Verdrag tussen het Koninkrijk der Nederlanden en de Republiek Ivoorkust betreffende
de status van het personeel van het Ministerie van Defensie van het Koninkrijk der
Nederlanden dat zich op het Ivoriaanse grondgebied bevindt in het kader van militaire
activiteiten
[Treedt in werking op een nader te bepalen tijdstip]
Het Koninkrijk der Nederlanden, enerzijds,
en
de Republiek Ivoorkust, anderzijds,
hierna te noemen „de Partijen”,
Komen het volgende overeen:
Artikel I. Doel
[Treedt in werking op een nader te bepalen tijdstip]
Dit Verdrag heeft als doel de aangelegenheden te regelen die verband houden met de
status van burgerpersoneel en militair personeel van het ministerie van Defensie van
het Koninkrijk der Nederlanden dat in het kader van militaire activiteiten tijdelijk
op het grondgebied van Ivoorkust aanwezig is.
Artikel II. Definities
[Treedt in werking op een nader te bepalen tijdstip]

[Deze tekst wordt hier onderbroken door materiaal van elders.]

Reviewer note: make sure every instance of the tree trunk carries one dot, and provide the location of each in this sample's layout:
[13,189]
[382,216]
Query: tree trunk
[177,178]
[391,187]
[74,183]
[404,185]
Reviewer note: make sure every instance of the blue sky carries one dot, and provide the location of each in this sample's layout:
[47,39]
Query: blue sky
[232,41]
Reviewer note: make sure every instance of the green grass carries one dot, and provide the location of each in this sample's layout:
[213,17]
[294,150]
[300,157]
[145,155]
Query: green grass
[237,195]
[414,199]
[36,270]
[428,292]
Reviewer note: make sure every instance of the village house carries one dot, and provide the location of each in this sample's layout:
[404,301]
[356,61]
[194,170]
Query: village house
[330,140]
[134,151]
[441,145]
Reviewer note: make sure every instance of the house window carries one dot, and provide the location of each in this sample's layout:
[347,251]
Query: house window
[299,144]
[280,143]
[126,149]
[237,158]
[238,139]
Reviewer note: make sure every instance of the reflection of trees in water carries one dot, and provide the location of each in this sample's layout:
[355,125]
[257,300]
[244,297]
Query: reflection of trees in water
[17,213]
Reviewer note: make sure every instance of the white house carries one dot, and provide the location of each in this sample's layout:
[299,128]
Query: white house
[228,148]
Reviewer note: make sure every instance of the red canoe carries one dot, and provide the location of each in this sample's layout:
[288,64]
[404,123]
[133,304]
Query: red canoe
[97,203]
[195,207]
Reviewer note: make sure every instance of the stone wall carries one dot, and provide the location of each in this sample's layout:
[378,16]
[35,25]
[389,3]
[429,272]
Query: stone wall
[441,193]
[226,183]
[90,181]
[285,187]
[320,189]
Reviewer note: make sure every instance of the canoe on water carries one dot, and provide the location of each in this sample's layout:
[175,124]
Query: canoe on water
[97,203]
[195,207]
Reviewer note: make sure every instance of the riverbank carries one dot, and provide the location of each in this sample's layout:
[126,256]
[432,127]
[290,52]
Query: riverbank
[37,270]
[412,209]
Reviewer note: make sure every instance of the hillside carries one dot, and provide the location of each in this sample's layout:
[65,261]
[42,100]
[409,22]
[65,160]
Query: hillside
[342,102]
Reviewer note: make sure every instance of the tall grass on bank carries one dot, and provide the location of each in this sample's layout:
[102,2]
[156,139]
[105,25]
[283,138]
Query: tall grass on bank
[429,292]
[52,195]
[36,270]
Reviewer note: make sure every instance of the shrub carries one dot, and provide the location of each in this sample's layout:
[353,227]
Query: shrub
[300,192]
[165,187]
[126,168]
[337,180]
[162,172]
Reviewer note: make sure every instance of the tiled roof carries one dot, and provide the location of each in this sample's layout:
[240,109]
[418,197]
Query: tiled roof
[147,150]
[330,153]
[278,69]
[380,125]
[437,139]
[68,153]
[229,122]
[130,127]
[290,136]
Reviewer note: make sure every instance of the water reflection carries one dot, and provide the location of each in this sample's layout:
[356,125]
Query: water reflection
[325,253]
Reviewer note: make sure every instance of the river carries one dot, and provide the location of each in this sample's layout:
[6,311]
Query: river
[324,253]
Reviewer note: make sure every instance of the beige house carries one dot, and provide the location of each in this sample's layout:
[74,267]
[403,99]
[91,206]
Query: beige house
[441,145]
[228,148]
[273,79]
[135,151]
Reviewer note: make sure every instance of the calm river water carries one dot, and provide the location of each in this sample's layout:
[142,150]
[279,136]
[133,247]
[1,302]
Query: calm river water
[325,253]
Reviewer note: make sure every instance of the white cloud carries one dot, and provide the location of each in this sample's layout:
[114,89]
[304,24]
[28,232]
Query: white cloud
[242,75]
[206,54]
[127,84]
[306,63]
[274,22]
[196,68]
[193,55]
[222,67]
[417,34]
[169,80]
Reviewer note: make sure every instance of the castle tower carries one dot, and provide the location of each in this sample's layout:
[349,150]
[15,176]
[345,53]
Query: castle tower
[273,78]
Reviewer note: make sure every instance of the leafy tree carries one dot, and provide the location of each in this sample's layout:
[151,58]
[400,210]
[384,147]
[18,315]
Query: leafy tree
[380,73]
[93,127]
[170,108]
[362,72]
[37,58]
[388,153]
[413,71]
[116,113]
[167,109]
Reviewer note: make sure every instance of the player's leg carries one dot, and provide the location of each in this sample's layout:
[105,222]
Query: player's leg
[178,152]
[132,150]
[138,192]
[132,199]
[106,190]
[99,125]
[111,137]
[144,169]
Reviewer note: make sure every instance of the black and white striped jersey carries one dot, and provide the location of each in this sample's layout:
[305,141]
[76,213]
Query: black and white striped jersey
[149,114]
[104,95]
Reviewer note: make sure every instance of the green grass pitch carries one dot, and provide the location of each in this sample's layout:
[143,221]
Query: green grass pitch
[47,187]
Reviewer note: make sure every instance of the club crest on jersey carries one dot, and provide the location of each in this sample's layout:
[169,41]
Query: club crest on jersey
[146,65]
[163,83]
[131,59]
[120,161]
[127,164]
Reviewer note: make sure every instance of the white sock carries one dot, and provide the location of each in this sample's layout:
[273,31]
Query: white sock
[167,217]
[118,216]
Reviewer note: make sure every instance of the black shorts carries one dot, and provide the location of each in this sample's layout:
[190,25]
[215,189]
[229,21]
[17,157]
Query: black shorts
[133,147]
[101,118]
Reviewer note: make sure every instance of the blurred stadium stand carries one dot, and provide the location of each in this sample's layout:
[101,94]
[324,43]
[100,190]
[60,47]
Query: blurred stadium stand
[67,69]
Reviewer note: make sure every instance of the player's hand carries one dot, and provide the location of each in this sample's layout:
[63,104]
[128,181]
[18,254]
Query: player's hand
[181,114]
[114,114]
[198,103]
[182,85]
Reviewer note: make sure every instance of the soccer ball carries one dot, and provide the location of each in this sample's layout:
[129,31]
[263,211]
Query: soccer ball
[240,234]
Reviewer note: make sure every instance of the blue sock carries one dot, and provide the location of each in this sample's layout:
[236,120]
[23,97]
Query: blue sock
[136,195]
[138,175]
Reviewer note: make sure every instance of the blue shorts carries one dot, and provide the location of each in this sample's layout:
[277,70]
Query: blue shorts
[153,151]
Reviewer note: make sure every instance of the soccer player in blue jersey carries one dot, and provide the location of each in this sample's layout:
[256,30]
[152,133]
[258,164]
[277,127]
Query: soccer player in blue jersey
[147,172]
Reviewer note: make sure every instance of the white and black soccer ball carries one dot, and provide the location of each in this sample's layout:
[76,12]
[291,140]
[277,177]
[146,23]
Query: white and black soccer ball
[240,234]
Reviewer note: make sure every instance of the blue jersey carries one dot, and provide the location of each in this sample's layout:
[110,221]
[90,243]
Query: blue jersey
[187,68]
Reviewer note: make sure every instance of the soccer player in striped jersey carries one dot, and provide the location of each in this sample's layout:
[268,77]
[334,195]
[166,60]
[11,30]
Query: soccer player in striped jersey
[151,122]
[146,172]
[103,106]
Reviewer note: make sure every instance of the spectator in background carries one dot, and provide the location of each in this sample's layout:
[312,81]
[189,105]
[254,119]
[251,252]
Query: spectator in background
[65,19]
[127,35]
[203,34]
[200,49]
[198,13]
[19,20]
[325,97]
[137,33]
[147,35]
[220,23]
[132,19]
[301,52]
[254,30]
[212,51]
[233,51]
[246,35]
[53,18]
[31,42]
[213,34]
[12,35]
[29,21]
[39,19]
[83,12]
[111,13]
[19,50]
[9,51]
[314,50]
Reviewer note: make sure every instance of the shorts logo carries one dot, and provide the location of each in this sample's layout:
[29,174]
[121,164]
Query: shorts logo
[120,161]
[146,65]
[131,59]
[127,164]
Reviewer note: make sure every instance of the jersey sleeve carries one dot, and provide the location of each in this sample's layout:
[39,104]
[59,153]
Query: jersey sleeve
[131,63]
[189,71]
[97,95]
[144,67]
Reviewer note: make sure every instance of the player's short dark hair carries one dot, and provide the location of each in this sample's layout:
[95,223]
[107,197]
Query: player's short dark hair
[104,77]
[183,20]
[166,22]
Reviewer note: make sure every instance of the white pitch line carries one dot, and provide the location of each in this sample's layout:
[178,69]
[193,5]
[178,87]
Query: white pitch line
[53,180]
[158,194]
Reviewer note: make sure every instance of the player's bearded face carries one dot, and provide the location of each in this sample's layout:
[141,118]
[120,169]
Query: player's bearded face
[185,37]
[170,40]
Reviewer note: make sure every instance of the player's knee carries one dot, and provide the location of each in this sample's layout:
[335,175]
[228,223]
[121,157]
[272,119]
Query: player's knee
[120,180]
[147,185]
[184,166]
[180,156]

Voor de toepassing van dit Verdrag wordt onder de navolgende begrippen het volgende
verstaan:
-
1. „Ontvangende staat”: de Republiek Ivoorkust;
-
2. „Zendstaat”: het Koninkrijk der Nederlanden;
-
3. „Personeel”: het burger en militair personeel van de Ministeries van Defensie van
Partijen;
-
4. „Militair personeel”: het militair personeel van het Ministerie van Defensie van de
Zendstaat, met inbegrip van buitenlands militair personeel dat een integrerend onderdeel
uitmaakt van militaire eenheden van de Zendstaat op basis van een uitwisselingsprogramma.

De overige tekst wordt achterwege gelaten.